Contrairement à l’immense majorité des articles de notre site, cette nouvelle rubrique ne reporte pas seulement des informations, elle laisse une certaine liberté, voire une liberté certaine, aux pensées de son auteur habitué du monde littéraire qui publiera sous le pseudo de Vernon Stoner.
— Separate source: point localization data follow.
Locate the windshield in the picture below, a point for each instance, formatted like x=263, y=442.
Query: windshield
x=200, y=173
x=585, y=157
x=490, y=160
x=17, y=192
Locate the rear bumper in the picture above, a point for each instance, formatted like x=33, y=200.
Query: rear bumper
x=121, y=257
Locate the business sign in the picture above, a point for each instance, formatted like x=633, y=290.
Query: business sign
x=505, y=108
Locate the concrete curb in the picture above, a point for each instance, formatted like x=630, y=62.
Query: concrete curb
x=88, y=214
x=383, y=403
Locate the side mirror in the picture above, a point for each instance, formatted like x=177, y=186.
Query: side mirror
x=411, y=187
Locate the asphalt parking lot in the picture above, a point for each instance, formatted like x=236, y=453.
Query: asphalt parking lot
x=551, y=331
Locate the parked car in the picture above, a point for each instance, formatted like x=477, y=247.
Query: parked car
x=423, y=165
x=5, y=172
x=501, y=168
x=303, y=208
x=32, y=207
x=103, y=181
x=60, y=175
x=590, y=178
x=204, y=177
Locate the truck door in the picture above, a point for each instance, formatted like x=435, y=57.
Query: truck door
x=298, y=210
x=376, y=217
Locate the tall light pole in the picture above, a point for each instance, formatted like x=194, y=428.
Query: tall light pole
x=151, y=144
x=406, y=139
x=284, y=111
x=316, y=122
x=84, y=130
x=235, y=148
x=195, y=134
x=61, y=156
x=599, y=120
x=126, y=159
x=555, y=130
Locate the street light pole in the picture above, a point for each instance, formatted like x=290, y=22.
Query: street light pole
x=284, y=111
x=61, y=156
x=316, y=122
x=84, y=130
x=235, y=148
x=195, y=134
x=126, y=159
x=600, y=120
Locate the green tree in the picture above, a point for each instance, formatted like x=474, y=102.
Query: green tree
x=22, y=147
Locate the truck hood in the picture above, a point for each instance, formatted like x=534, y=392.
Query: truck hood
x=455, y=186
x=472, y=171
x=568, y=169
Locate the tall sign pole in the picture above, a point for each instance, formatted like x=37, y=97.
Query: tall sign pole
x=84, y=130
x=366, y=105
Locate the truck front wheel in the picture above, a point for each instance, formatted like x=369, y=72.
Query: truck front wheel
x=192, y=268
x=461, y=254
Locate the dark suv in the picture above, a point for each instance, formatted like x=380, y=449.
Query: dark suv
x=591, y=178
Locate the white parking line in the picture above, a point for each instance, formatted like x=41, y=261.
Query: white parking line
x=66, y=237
Ici, on relate, bien sûr, mais on extrapole aussi, on suppute, on échafaude, bref, on discute et on échange !

Vous avez le droit de répondre en commentaire, de corriger, de clamer votre indignation, ou, au pire, si cela vous engendre vraiment des aigreurs d’estomac, de changer de rubrique…

Vous êtes toujours là ? Petits curieux, va… Allez, gaaazzzz !


La moto a ses raisons que la raison ne connaît pas!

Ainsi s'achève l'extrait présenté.